Pepa nunca fue obligada a permanecer allí; fue ella quien escogió esa vida basada en el respeto mutuo, paseando libremente y demostrando que una convivencia pacífica entre especies es posible.
Sin embargo, esta relación tan especial se ha visto truncada por la intervención de las autoridades. Al tratarse de un animal silvestre, y por cuestiones administrativas, no puede continuar viviendo como hasta ahora en la localidad, una situación que pone en grave riesgo su bienestar.
No dejemos que vaya a un zoológico
La situación de Pepa es crítica. La respuesta que plantean actualmente las instituciones es el traslado de la cierva a un centro zoológico.
Desde nuestra asociación, en total sintonía con la Asociación Empatía, denunciamos que un zoológico no puede considerarse una solución ética para ningún animal. Los espacios de cautiverio, por muy “adaptados” que se presenten, privan a los animales de su autonomía, de su capacidad de elección y de su identidad como seres sintientes.
Tras años de convivencia basada en la confianza y el respeto mutuo, condenar a Pepa al encierro y a la exposición pública supondría ignorar su historia individual y reducirla a un objeto de exhibición. Un destino así no solo es injusto, sino que contradice cualquier principio ético, que debería situar la dignidad y el interés del propio animal por encima de la comodidad administrativa o del espectáculo.

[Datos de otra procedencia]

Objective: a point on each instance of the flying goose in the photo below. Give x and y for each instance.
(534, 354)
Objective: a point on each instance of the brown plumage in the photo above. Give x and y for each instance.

La alternativa más ética: el Santuario Vegan
Existe una solución real que respeta la dignidad de Pepa. El Santuario Vegan ha presentado formalmente una propuesta para brindarle un hogar definitivo en sus instalaciones.
En este refugio para animales, Pepa recibiría:
- Atención veterinaria especializada y todos los cuidados necesarios durante el resto de su vida.
- Un entorno de paz, alejada del estrés que supone el cautiverio y la exhibición en un zoo.
- Libertad en un recinto natural diseñado específicamente para su bienestar, donde podrá seguir siendo dueña de su vida.
¿Cómo puedes tú ayudar a Pepa?
La movilización ciudadana es clave para que la Junta de Castilla y León acepte el traslado de Pepa al Santuario Vegan como la única opción que garantiza su integridad.
- Firma la petición: Súmate a las miles de personas que ya han firmado para exigir que Pepa sea trasladada a un santuario.
- También puedes escribir educadamente a la Junta de Castilla y León: area.dg.patrimonionatural@jcyl.es explicándoles por qué consideras que Pepa debe ir al Santuario Vegan y no acabar en un zoo.
- Difunde su historia: Comparte esta entrada para que se conozca que la vida de Pepa importa y no es un «expediente administrativo».
- Sigue el caso: Infórmate de cómo avanza el caso de Pepa a través de los canales oficiales de la Asociación Empatía y de Santuario Vegan para conocer los avances legales y posibles nuevas acciones.
Pepa confía en los humanos y ahora nos toca a nosotros responder por ella. No permitamos que esta bonita historia termine tras unas rejas.
¿Sabías que…?

Los santuarios de animales, al contrario que un zoológico, están diseñados para que animales como Pepa vivan sin ser observados por el público, priorizando su tranquilidad y sus necesidades biológicas por encima de todo.